The goal of the Amazon Robotics Challenge was to bring industrial and academic robotics researchers together to solve, or partially solve, key problems in how robots grasp and handle objects robustly. Progress over the past decade in machine learning, vision science and hardware design has enabled robots to handle an expanding set of objects and to do so more robustly, so the timing seemed right for such a challenge. Yet the results of the 2015 Amazon Robotics Challenge were sobering. Out of 25 teams, only a few robots managed to successfully pick up objects.

In 2015, my colleagues and I at the Australian Centre for Robotic Vision (ACRV) started our first foray into grasping and manipulation. After early work on a Baxter robot, we felt prepared to enter the Amazon Robotics Challenge in 2016. Using mainly custom, off-the-shelf robots and parts, we quickly developed a system. But just as quickly, we realized that a versatile and functional robot could not be assembled ‘out of the box’. A robot consists of many subparts, leading to complex system interactions. In the 2016 challenge, we built a baseline system that had the right parts to perform grasping. But there were a lot of moving pieces and the rigid structure of our design fell short. Our project failed but provided an important takeaway: flexible integration was what we needed, with components and modules working together.

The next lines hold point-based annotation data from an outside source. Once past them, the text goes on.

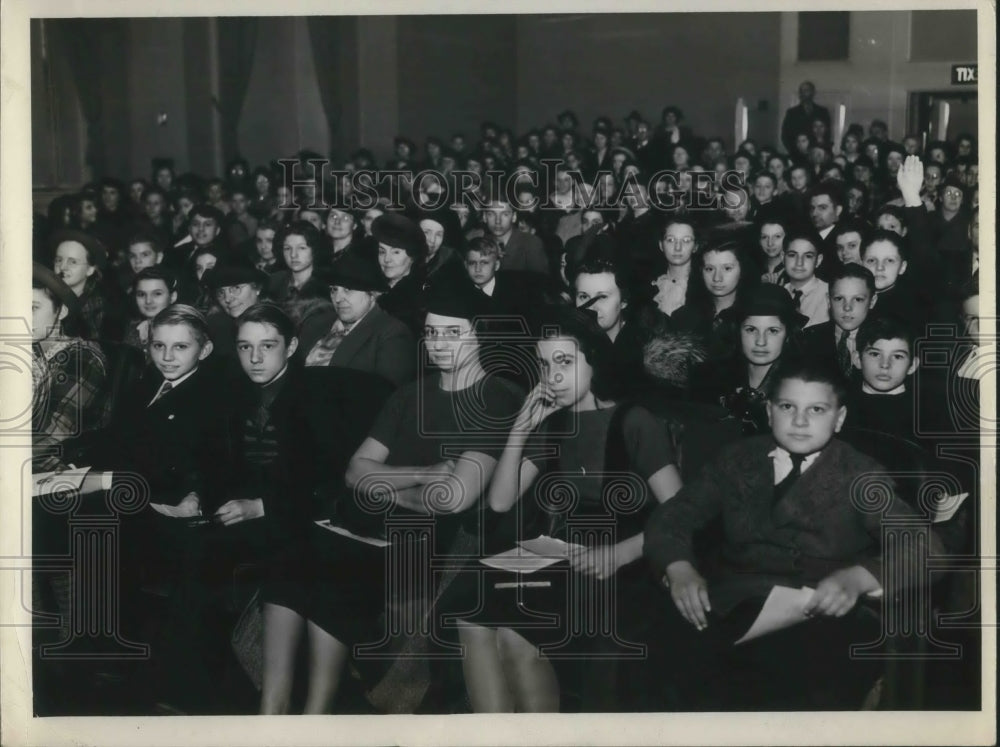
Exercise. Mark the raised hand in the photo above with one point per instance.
(910, 179)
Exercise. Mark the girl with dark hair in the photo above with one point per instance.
(768, 325)
(571, 408)
(300, 250)
(724, 273)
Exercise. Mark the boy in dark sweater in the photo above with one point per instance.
(790, 518)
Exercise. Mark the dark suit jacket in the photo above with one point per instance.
(525, 252)
(379, 344)
(179, 444)
(814, 530)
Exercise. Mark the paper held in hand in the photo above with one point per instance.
(531, 555)
(47, 483)
(782, 609)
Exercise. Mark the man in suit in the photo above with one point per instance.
(789, 520)
(799, 118)
(518, 250)
(355, 333)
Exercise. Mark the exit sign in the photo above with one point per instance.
(965, 75)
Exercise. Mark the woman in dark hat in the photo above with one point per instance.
(723, 273)
(769, 325)
(443, 234)
(355, 332)
(236, 286)
(402, 252)
(571, 413)
(301, 250)
(79, 260)
(68, 373)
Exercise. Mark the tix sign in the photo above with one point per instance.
(965, 75)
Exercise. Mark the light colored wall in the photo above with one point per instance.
(875, 81)
(610, 64)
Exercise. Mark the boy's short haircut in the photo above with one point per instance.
(485, 245)
(884, 327)
(895, 211)
(853, 270)
(819, 371)
(270, 313)
(156, 272)
(801, 235)
(182, 313)
(850, 225)
(892, 237)
(145, 236)
(832, 189)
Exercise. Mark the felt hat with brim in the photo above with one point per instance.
(456, 297)
(95, 248)
(444, 217)
(398, 231)
(354, 271)
(226, 274)
(769, 299)
(40, 274)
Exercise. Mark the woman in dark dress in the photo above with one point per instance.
(505, 670)
(769, 325)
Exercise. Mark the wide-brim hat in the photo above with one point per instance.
(48, 279)
(398, 231)
(98, 252)
(355, 271)
(769, 299)
(226, 274)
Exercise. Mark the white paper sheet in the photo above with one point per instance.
(373, 541)
(782, 609)
(46, 483)
(518, 560)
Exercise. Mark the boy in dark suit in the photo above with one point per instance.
(852, 293)
(790, 519)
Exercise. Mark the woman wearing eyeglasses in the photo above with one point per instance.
(425, 465)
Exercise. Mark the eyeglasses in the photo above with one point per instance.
(231, 291)
(444, 333)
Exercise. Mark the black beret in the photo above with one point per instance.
(398, 231)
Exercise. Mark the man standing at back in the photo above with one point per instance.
(799, 118)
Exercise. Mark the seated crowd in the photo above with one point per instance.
(673, 362)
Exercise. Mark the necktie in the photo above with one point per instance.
(167, 386)
(782, 487)
(844, 353)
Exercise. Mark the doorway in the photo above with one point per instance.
(925, 108)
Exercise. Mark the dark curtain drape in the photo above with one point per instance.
(237, 42)
(81, 41)
(326, 35)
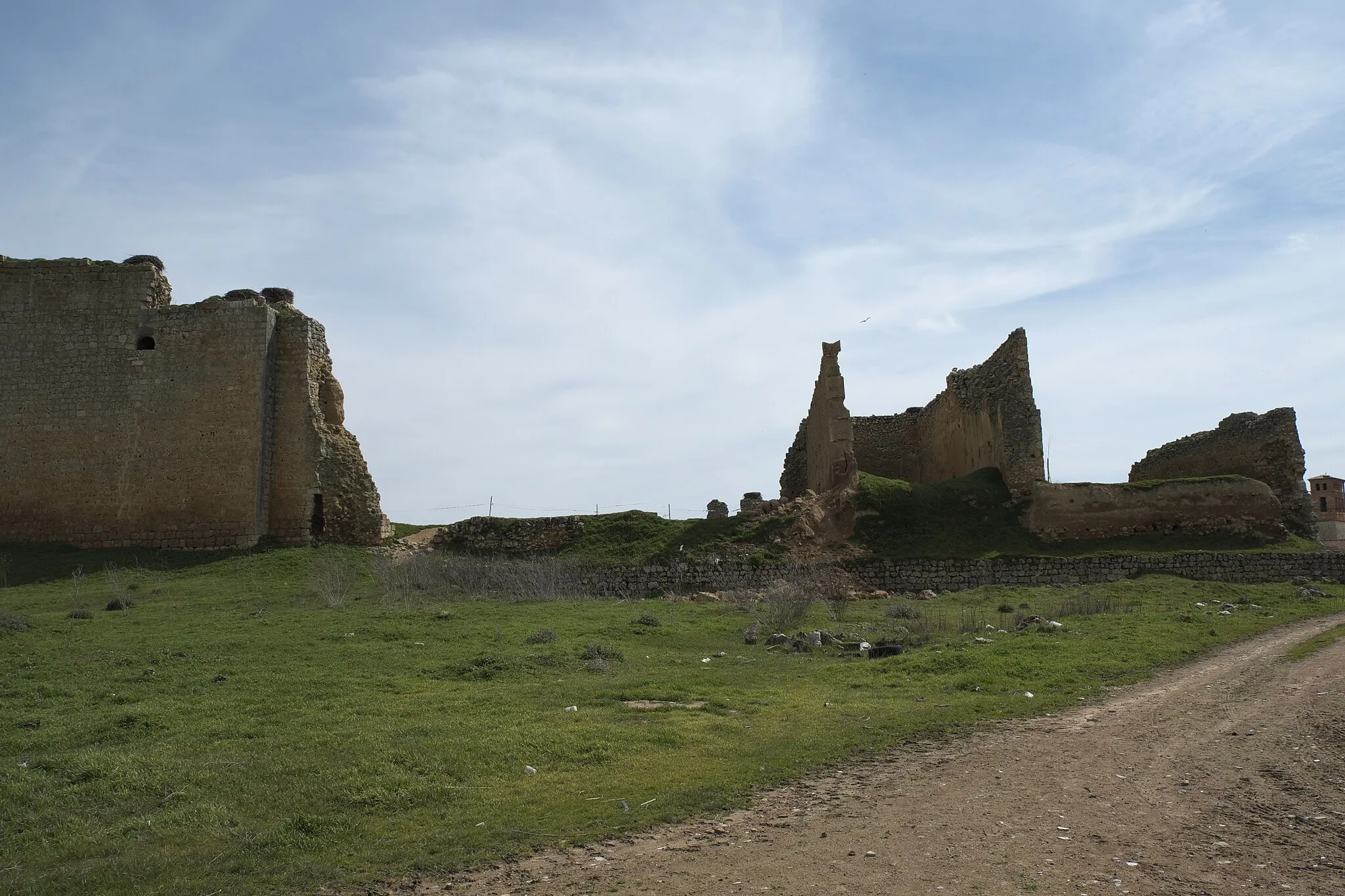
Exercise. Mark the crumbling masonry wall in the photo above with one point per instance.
(1219, 505)
(986, 417)
(211, 438)
(1259, 446)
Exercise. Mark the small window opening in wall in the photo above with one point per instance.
(317, 523)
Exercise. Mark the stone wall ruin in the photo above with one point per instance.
(986, 417)
(129, 421)
(1219, 505)
(1259, 446)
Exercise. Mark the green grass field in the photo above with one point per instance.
(232, 734)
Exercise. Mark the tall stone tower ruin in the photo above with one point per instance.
(129, 421)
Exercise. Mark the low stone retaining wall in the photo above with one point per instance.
(956, 575)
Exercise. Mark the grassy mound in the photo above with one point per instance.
(973, 516)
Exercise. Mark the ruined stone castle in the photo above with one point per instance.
(1243, 479)
(129, 421)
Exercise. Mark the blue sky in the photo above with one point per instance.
(576, 254)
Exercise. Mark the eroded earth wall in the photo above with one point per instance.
(1259, 446)
(986, 417)
(128, 421)
(1223, 505)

An important personal realization was that bringing together a team motivated to solve the problem was essential. Moving forward, we had 22 members on ‘Team ACRV’, mainly undergrad and PhD students. Managing the team was a challenge in itself, especially since we were based thousands of kilometres apart in Adelaide, Brisbane and Canberra. The rules changed and allowed more flexibility in design for the competition in 2017, so we built our robot from scratch, both software and hardware. We conducted weekly full system tests, enabling the comparison of updates and improvements from a holistic viewpoint. This process kept us from merely improving subsystems and losing focus on our end goal. This iterative and flexible approach meant that when something went wrong, we had a pretty good guess what it was. In the end, our solution was the only one that did not use an industrial or humanoid arm. Instead, we designed a Cartesian coordinate robot with a claw and a suction gripper for a ‘hand’ and a sliding mechanism that picked up objects from above (pictured). We nicknamed our Cartesian manipulation robot Cartman1.

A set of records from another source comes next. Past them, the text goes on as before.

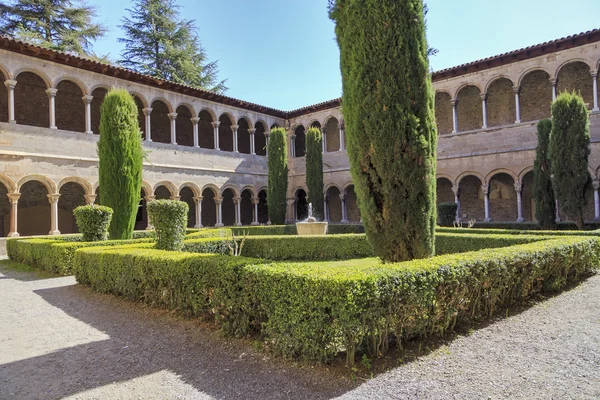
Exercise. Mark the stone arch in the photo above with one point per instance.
(501, 107)
(574, 75)
(31, 99)
(443, 112)
(184, 127)
(535, 95)
(469, 108)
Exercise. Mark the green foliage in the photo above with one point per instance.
(278, 176)
(93, 222)
(569, 151)
(314, 171)
(121, 157)
(447, 213)
(169, 218)
(543, 192)
(389, 113)
(54, 24)
(161, 44)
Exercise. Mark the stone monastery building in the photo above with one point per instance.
(209, 150)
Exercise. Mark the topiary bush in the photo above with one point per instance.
(447, 213)
(93, 222)
(169, 218)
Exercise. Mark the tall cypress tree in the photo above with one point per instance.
(63, 25)
(389, 113)
(161, 44)
(314, 171)
(543, 192)
(569, 150)
(278, 176)
(121, 157)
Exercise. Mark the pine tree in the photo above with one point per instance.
(569, 151)
(278, 176)
(161, 44)
(314, 171)
(543, 192)
(121, 157)
(63, 25)
(389, 113)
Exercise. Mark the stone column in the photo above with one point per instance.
(519, 190)
(195, 121)
(147, 111)
(517, 90)
(255, 214)
(484, 109)
(10, 85)
(219, 203)
(216, 134)
(51, 97)
(87, 100)
(173, 118)
(456, 191)
(595, 86)
(198, 204)
(454, 116)
(486, 202)
(252, 143)
(53, 199)
(14, 210)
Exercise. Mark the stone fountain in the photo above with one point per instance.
(310, 226)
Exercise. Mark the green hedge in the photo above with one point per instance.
(315, 310)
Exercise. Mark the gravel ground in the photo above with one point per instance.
(61, 340)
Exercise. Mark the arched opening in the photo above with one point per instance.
(471, 199)
(187, 195)
(300, 142)
(69, 107)
(209, 208)
(228, 208)
(246, 207)
(469, 108)
(301, 205)
(535, 96)
(263, 210)
(260, 140)
(98, 97)
(575, 76)
(352, 210)
(31, 101)
(443, 113)
(243, 136)
(501, 106)
(72, 195)
(503, 198)
(162, 193)
(225, 133)
(184, 129)
(206, 136)
(334, 204)
(160, 123)
(34, 209)
(332, 135)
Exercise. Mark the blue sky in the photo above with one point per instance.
(282, 53)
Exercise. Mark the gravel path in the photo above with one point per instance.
(61, 340)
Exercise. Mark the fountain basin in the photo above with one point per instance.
(311, 228)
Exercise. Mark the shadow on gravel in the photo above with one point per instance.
(145, 340)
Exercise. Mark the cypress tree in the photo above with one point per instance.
(389, 112)
(314, 171)
(278, 176)
(121, 157)
(543, 192)
(569, 151)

The 2017 challenge had three stages. First, robots picked specified objects from an assortment of items and placed them in boxes — the ‘pick’ task. Second, robots selected target items out of a container and placed them in storage — the ‘stow’ task. And third, robots put items into storage and then lifted a selection of them and put them into boxes — a combined pick and stow task. Compared to previous years, robots had less space to work in, forcing them to deal with objects next to or on top of each other. Another change was that half of the objects in a task were only revealed 45 minutes before the competition started, so teams could not prepare in advance by programming their robots to manipulate specific objects. To tackle this last added difficulty, we created a computer vision system that could be trained on photos of new objects taken from different angles, which were fed into a deep neural network, the latest in machine learning. Although we didn’t place in the top three teams in the first two tasks, our robot performed so well in the finals (the third task) that we took home first place, including an US$80,000 prize.

Robotics needs challenges that sit between current challenges and a big unifying grand challenge, such as the DARPA Robotics Challenge. We recently proposed a Tidy Up My Room Challenge, a teaser of which occurred at the International Conference on Robotics and Automation meeting in 2018. This challenge asks, ‘How do you know that an object is out of place?’ Visually, a book may look the same on the floor or on the coffee table, yet one place is considered ‘tidier’. The challenge is multi-tiered, with increasing complexity in perception, reasoning and manipulation. It provides a way of benchmarking and comparing robotic systems on a task level, instead of focusing on sub-problems. This framework allows researchers to explore a wider design space, including robotic systems that are soft, flexible and deformable, while being less reliant on high-precision object detection and localization. Fundamentally, such challenges bring researchers together to solve outstanding problems, getting us closer to the robots of the future.

References

  1. 1.

    Morrison, D. et al. in IEEE International Conference on Robotics and Automation 7757–7764 (IEEE, 2018).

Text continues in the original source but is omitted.